Luke Slater returns with his ambient-leaning Techno alias, 7th Plain for the third part in a compilation series from the Ostgut Ton family’s A-TON imprint. The label, whose first release was Chronicles I back in 2016, continues in its efforts to archive and document Slater’s extensive back-catalogue with the third instalment in the series. Recorded throughout the nineties, and collated on a hand-full of LPs and EPs, Chronicles is a hermitically-sealed, musical time capsule that has preserved some of the finest ambient Techno ever recorded for the next generation.
It’s music that has aged gracefully over the last twenty years, and it still stands up today in the current musical landscape. Back in the nineties when this was originally made, music like this sounded like it came from the future and today it feels like time has finally caught up with the music. With some modern mastering touches applied, it sounds the best it has ever been as Luke Slater’s expert hands at crafting expressive layers from synthesisers clearly comes to the fore now after some digital tweaks.

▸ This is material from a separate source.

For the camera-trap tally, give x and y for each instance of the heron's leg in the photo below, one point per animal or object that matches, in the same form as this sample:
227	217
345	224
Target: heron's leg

It sounds like the artist and producer has filled all the available space with sound. Densely orchestrated pieces made from an arsenal of synthesisers and drum machines fill every moment of every track, but somehow it still manages to retain an airy presence on the record.
Familiar titles like “Reality of Space” and “Excalibur’s Radar” are there, taken from the two landmark albums, “The 4 Cornered Room” and “My yellow Wise Rug” and sit side by side each other, putting into perspective the incredibly fertile creativity of the artist as 7th Plain during this period. The series seems to conclude with this third instalment, with tracks taken solely from the aforementioned two LPs and many people online suggesting that it is the finest of the triptych.
While Luke Slater has continued to make music under various guises like Planetary Assault Systems and L.B Dub Corp, he had never again really resurrected the 7th Plain until the Chronicles series, by which time it had been steeped in its own mythic lore. It’s curious why Luke Slater never again made music as the 7th Plain and why even today with so much interest in that music, he’s not made any new music under that moniker.
The renewed interest in this music and A-TON’s work in cataloguing the music and framing it in the Chronicles context has installed this music today as a bonafide classic series of works from one of the finest Techno projects that ever existed.